The first issue is what is the public benefit of removal?  To place such products alongside a medley of swaps that have no real bearing on the price discovery function of markets seems to lessen the price discovery function of these important products. 

Once a product is labeled a swap, or ineligible for trading on a Designated Contract Market (DCM), it is not formally subject to the full “open and competitive” requirements of DCM Core Principle 9.  However, by proposing large block trading sizes, and mandating electronic execution and immediate reporting of trades, the rules for swaps are moving fairly close to the CP9  standards, a kind of CP9 "lite" approach. 

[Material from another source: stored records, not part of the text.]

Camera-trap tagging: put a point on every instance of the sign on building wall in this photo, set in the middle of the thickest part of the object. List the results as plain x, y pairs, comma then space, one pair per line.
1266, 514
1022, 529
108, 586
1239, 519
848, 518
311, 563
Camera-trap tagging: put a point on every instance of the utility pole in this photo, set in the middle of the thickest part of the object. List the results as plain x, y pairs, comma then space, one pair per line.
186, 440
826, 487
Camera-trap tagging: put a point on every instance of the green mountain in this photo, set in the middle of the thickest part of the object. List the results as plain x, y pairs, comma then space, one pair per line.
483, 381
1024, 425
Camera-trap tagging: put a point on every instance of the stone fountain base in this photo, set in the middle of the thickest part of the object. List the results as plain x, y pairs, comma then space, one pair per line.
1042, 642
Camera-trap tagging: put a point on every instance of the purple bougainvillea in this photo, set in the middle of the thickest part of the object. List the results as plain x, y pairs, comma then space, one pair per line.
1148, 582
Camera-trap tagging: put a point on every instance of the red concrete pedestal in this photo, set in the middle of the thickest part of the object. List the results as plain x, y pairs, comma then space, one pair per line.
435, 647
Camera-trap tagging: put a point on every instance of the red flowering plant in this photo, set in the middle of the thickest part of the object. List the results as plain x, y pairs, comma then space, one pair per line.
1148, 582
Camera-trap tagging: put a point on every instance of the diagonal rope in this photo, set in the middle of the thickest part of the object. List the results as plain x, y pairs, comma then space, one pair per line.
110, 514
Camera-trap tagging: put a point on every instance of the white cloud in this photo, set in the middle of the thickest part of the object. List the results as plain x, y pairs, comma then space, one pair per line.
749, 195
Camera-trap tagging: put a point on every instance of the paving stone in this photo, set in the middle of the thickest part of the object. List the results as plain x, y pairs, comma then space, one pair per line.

It appears to me that products that have traditionally traded as futures contracts likely serve an important price discovery function, and ought to be left on highly regulated DCMs.  Products that are typically unimportant to price discovery (swaps) do not require CP9 lite or any other prescriptive trading regime. 

Is there a benefit to treating important products for price discovery as swaps, and treating swaps as important products for price discovery?  I don’t think so.  The trading rules for swaps are moving closer to the standard for CP9 without a good reason to impose a standard meant for instruments that have a pricing function in the economy.  The fact that a highly complex swaps trading regime, is in the works does not make it an appropriate venue for futures contracts that are economically important to pricing of key goods and services. 

Having essentially taken the Pink Floyd approach to futures regulation:  “…Regulator, leave those futures  contracts alone…” I also believe that applying open and competitive trading requirements to swaps - CP9 “lite” - also makes little sense to me.

The vast majority of swap transactions have little or no impact on the price of the underlying good or service.  Oil swaps derive their value from the price of oil futures; same with natural gas; same with interest rate swaps relying on U.S. Treasury cash and futures prices as well as the Eurodollar futures market; agricultural swaps depend on the price of benchmark agricultural futures; metals swaps rely on cash and futures gold and silver futures markets.  These are derivatives that have little independent  impact on the price that the public cares about such as gasoline at the pump or home mortgage rates.  If 85% of the swap trades occur openly in the public square rather than over a phone, the public good will not be improved even marginally. 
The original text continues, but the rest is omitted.